Monumento ao Trabalhador Africano

Artigo por
Miguel B. Jerónimo e José Pedro Monteiro

Monumento ao Trabalhador Africano

A mão-de-obra africana foi muitas vezes a condição única e sine qua non da formação, consolidação e persistência histórica do chamado terceiro império colonial português. O trabalho assumiu, na vida económica, política, cultural e social do moderno colonialismo português, uma dimensão incontornável enquanto factor de produção e como produto económico em si mesmo. Foram milhares os “carregadores” africanos que permitiram o desenvolvimento dos circuitos de trocas essenciais à emergência do dito “comércio legítimo” e que suportaram parte substancial dos esforços de sucessivas guerras, desde as “campanhas de pacificação” à participação portuguesa na Grande Guerra. Muitos morreram, bastantes por subnutrição. Deles, os que sobreviveram ou morreram, pouco sabemos com segurança: nem nomes, nem origens, nem idade, nem etnia, muito menos interesses ou aspirações. Foram milhares os trabalhadores africanos recrutados, amiúde de modo coercivo, com “contratos” pouco claros e em condições de transporte e trabalho desumanas e insalubres, em “condições análogas à escravatura”. Eles foram decisivos para os esforços de edificação de “novos brasis” em África e para o desenvolvimento agrícola e económico. Sem esses trabalhadores, mal pagos quando pagos, submetidos a legislação facilmente instrumentalizável ou negligenciável, não haveria produção de algodão, café, sisal ou açúcar, nem extracção mineira. Não haveria companhias com dimensão significativa, nem mercado, por débil que fosse, com um mínimo de infraestruturas de comunicação, de estradas a portos, passando pelos caminhos-de-ferro. Não haveria obras públicas, fontanários, escolas, prisões, tribunais, habitação para colonos. Sem eles não haveria “missão civilizadora”, ou sociedade colonial. Afirmação que se manteria válida mesmo até à descolonização.
Relativamente conhecida, esta é uma história que precisa de ser aprofundada, com precauções, rigor e um enquadramento crítico. Ela é necessária para percebermos de que forma leis, políticas e práticas laborais e sociais marcaram o quotidiano de milhões de famílias que eram parte integrante – e responsabilidade – do Estado português. Apesar da sua decisiva contribuição na edificação material das infraestruturas do império ou na injunção moral, democrática, humanista que materializaram de cada vez que se rebelaram ou protestaram contra práticas incompatíveis com a ideia ou propósito universal de dignidade, o reconhecimento do seu papel histórico não existe, pelo menos de forma visível.
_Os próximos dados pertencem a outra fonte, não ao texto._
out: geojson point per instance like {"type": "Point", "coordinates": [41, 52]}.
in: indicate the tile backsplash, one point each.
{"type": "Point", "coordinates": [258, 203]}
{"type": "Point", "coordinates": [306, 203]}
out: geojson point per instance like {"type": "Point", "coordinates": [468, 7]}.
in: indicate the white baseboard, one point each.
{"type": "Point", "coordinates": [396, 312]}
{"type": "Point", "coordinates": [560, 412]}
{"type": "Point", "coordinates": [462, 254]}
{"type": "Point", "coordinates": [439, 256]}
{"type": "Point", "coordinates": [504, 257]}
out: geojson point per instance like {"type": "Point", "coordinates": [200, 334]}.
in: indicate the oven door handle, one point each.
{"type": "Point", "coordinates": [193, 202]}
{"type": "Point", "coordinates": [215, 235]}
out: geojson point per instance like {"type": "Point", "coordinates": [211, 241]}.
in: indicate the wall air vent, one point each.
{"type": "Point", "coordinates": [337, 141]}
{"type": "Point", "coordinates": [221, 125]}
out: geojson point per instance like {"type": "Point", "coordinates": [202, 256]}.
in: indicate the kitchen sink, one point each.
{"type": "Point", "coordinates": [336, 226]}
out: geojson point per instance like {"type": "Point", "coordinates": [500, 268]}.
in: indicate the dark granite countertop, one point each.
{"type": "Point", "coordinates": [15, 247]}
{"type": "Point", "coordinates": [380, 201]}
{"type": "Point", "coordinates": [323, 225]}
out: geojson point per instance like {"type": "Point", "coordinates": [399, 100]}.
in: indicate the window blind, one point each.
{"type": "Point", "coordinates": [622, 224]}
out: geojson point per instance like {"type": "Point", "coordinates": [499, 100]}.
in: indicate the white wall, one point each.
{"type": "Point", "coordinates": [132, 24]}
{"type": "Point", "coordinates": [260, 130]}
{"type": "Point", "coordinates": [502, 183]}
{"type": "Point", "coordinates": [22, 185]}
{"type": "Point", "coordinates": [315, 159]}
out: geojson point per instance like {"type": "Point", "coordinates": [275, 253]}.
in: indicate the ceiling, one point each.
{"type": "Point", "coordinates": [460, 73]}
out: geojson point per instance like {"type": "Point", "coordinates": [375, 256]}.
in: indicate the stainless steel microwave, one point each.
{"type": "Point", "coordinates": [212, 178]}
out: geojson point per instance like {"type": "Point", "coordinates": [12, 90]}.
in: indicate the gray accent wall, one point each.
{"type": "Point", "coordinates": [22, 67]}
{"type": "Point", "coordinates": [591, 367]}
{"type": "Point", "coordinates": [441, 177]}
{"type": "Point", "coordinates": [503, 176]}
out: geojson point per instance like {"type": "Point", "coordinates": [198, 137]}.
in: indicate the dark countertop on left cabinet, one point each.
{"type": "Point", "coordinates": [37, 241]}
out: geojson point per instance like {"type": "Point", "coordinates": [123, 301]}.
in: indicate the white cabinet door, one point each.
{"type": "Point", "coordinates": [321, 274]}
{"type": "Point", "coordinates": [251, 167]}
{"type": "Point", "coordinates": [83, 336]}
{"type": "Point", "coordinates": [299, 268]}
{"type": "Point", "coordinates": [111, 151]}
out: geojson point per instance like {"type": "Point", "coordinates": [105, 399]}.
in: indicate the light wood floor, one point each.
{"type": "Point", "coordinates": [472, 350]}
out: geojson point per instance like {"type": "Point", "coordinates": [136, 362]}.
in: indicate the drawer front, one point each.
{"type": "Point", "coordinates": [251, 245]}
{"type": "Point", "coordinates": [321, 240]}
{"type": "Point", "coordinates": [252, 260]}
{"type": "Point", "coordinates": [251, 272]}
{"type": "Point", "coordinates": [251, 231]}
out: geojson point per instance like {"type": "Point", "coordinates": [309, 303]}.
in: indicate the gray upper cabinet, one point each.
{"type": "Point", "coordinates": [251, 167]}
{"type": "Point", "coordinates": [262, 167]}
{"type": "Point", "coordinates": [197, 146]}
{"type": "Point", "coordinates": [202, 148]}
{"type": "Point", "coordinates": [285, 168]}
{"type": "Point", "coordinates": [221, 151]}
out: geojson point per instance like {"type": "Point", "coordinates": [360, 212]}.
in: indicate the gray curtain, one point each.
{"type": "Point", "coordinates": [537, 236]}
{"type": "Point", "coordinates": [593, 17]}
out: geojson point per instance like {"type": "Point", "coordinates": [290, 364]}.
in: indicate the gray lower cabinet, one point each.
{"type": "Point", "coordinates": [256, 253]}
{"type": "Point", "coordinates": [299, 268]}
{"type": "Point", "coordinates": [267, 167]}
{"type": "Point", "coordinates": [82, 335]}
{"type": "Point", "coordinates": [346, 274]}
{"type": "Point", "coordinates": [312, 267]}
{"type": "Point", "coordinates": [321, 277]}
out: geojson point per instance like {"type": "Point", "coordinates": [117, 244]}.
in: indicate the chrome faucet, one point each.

Da mesma forma que são erigidas estátuas ao soldado desconhecido – símbolo cimeiro do nacionalismo político –, mas também ao pescador, ao emigrante ou ao agricultor desconhecidos, em várias localidades portuguesas, nenhuma razão obsta a que o “trabalhador africano”, que tornou Portugal no que é hoje, seja igualmente memorializado. Além de prova de respeito rigoroso pelo passado, essa evocação permite abrir espaço para outras perguntas, importantes no presente: Quais foram as trajectórias de vida destes milhões de africanos e africanas, muitos deles ainda hoje vivos? Como foram as suas vidas desestruturadas pela mobilidade forçada ou pela aplicação de sanção penal, por vezes incluindo castigos físicos? Que oportunidades de educação, especialização técnica e mobilidade social lhes foram negadas pela imposição de um trabalho rudimentar, repetitivo e desgastante e, mais importante, forçado? Que lugar reservou para eles o Portugal metropolitano, que durante anos os havia jurado portugueses para pouco tempo depois lhes negar essa condição? E como é que estas circunstâncias marcaram as oportunidades e escolhas dos seus descendentes, filhos e filhas, netos e netas?